[J34] Near-Field Integrated Sensing and Communication: SPEB Analysis and Hybrid Beamforming Design

Published in IEEE Transactions on Cognitive Communications and Networking, 2025

This paper investigates hybrid beamforming (HBF) design for near-field millimeter wave (mmWave) integrated sensing and communication (ISAC) systems, where one base station (BS) equipped with large-scale antenna array simultaneously serves multiple communication users and performs target localization by exploiting the degrees of freedom in both angle and distance domains. First, to characterize the target localization accuracy, we analyze the squared position error bound (SPEB) for estimating the two-dimensional (2D) position of target.
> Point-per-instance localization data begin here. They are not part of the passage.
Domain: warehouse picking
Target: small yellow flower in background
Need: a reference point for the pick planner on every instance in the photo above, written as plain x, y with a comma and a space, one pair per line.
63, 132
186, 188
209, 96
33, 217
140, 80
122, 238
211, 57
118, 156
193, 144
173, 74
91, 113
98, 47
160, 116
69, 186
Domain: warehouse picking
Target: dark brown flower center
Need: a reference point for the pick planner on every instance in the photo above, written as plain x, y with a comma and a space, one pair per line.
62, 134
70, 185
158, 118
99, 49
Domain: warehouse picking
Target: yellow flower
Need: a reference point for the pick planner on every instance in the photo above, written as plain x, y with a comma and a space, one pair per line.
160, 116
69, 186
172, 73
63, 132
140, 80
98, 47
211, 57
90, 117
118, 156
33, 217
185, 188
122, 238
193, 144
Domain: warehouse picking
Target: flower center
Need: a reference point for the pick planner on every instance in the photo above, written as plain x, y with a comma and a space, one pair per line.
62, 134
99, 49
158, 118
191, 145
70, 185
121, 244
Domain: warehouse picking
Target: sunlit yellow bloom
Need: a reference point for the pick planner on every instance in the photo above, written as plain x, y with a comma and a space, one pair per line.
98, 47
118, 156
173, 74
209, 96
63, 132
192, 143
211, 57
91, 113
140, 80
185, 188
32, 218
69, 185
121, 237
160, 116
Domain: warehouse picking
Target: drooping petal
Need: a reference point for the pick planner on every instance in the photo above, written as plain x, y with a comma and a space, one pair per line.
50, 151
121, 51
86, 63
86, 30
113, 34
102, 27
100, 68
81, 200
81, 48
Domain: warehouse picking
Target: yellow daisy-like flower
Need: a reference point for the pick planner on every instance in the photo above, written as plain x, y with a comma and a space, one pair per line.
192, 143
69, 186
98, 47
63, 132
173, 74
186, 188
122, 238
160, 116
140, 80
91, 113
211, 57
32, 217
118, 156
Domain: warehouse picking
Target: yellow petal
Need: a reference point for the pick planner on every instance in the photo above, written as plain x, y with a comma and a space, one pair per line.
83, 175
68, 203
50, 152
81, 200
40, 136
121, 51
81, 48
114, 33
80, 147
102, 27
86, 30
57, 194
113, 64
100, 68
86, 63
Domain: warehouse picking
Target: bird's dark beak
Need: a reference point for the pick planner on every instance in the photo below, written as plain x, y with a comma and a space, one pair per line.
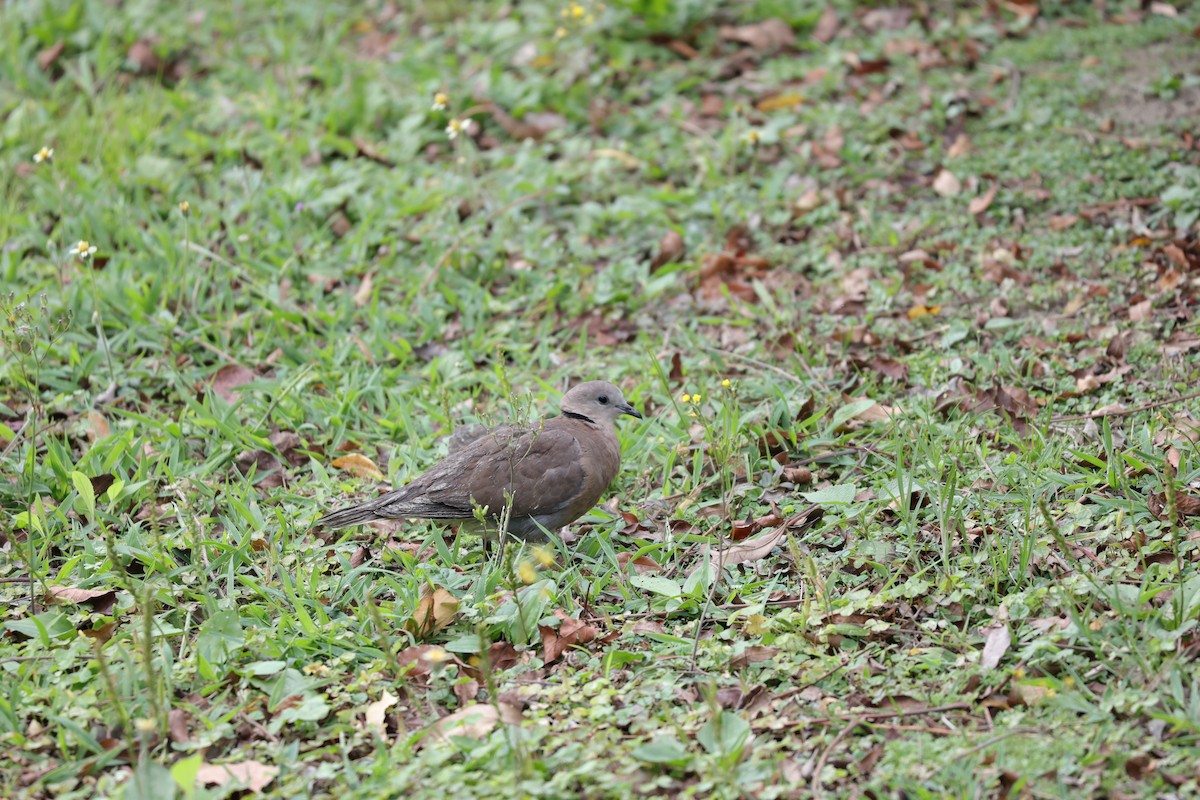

Then, two HBF optimization problems are formulated to investigate the tradeoff between localization accuracy and communication rate. For the sensing-oriented optimization, we aim to minimize the SPEB of target localization while ensuring the communication rate requirements of individual users. To tackle this nonconvex problem, we propose a semidefinite relaxation (SDR)-based block coordinate descent (BCD) algorithm. For the communicationoriented optimization, a fractional programming (FP) and successive convex approximation (SCA)-based BCD algorithm is proposed to solve the sum-rate maximization problem under the SPEB constraint. The convergence and complexity analyses of the proposed algorithms are presented. Simulation results demonstrate that the proposed HBF algorithms can achieve localization accuracy and communication rate close to fullydigital beamforming and outperform the benchmark schemes.

Recommended citation: M. Yuan, D. He, W. Yuan, H. Yin, and H. Wang, "Near-Field Integrated Sensing and Communication: SPEB Analysis and Hybrid Beamforming Design," IEEE Trans. Cogn. Commun. Netw., Early Access, 2025.